Optical ranging and target detection have become an important capability for imaging systems, offering 3D reconstruction of standoff targets and enabling tasks such as, target identification, characterization and orientation. Optical ranging and target detection may be performed by laser or radar. Typically, laser ranging is performed using a short pulsed laser, and a high-speed photodetector, measuring time of flight of the optical pulse and then calculating the distance to the target, given the speed of optical pulse (light).
However, modern radar systems are susceptible to jamming techniques capable of “spoofing” the transmitted radar signals, before they are received back. Classical electromagnetic (EM) radiation can be measured, copied and modified (spoofed), unbeknownst to the receiver. For example, a digital RF (radio frequency) Memory (DRFM) may be used to spoof or jam a radar (return) signal. A DRFM is an electronic method for digitally capturing and retransmitting RF signal.

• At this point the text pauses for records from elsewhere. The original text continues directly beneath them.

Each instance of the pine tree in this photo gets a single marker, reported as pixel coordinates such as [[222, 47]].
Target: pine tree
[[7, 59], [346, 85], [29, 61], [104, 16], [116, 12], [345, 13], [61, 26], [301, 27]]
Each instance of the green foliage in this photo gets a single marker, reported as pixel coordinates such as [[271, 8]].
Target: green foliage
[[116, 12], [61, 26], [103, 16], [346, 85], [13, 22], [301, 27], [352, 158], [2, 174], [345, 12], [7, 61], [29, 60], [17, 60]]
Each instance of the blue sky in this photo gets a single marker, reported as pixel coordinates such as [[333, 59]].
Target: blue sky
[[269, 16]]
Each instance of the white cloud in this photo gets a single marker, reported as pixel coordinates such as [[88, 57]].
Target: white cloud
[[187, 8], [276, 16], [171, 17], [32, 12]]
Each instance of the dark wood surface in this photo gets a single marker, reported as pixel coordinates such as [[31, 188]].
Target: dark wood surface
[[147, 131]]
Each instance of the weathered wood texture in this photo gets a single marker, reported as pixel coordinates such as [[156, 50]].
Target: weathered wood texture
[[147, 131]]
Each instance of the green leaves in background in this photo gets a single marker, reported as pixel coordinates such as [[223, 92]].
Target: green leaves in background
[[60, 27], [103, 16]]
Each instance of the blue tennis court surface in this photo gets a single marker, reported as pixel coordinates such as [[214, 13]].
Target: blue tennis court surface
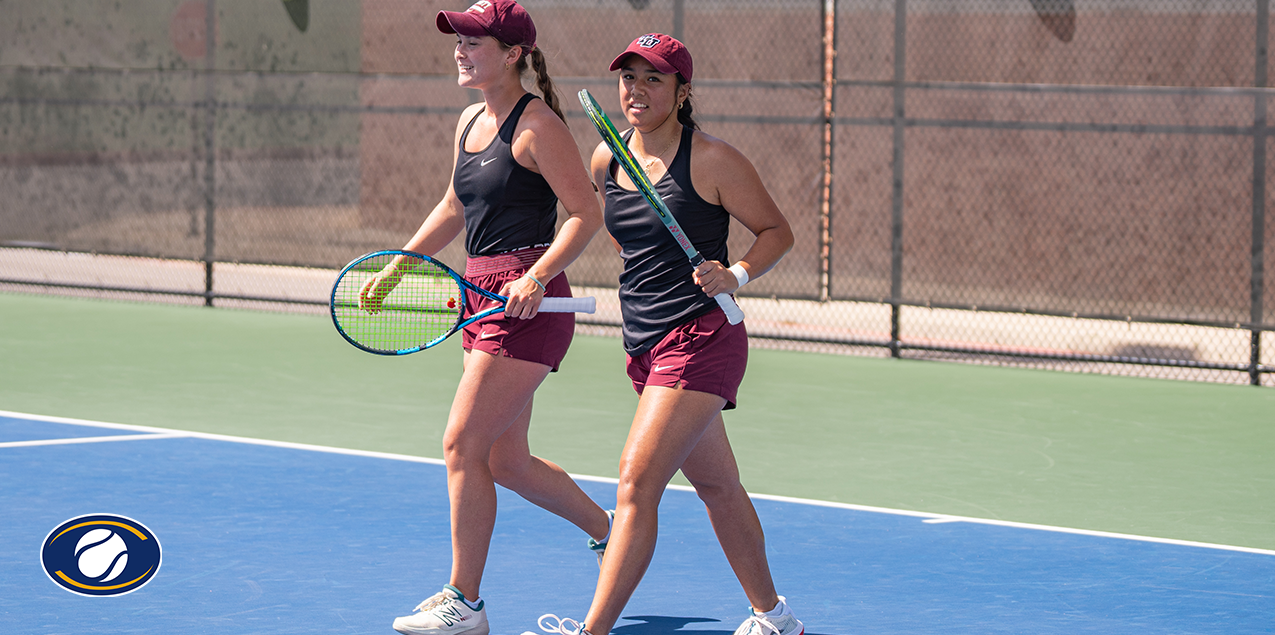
[[274, 540]]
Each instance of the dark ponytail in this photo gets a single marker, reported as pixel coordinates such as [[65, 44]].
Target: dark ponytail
[[686, 112]]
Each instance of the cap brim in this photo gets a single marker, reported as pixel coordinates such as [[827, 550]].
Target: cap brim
[[459, 23], [661, 65]]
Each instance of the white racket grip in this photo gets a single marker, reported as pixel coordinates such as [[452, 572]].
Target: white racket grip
[[569, 305], [733, 314]]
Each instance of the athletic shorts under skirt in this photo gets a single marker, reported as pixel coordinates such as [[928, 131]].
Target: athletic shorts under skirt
[[542, 339], [706, 355]]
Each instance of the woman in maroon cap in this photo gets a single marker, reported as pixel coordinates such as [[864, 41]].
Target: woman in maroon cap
[[515, 161], [685, 358]]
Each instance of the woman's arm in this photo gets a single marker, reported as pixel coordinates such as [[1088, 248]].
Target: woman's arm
[[723, 175]]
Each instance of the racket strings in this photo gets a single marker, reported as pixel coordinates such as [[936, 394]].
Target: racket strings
[[421, 307]]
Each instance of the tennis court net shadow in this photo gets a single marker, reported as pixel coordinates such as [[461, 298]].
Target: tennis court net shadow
[[663, 625]]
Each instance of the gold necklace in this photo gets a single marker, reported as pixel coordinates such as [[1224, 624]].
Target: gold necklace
[[652, 158]]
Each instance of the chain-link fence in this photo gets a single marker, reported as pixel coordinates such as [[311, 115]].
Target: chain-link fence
[[1067, 184]]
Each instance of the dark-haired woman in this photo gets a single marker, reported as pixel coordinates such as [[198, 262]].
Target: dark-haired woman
[[685, 358]]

DRFMs are typically used in radar jamming, among other applications. A typical DRFM system digitizes an incoming RF input signal at a given frequency and bandwidth to adequately represent the signal, and then reconstructs that RF signal when required. The most significant aspect of DRFM is that as a digital “duplicate” of the received signal, it is coherent with the source of the received signal. More relevantly, a DRFM may modify the signal before retransmitting it. This modification can alter the signature of a target by adjusting its apparent radar cross section, range, velocity, and/or angle. Accordingly, DRFMs present a significant obstacle for radar sensors.
Techniques in pulse shaping of classical radiation have typically been used to try to defeat DRFM, however, these techniques merely make it difficult for a target to spoof a radar or laser detection and ranging (ladar) signal and thus do not provide for the physical impossibility of spoofing.
The present invention capitalizes on the no-cloning theorem and the properties of quantum entanglement of quantum mechanics to detect any spoofing or jamming of a radar/ladar system.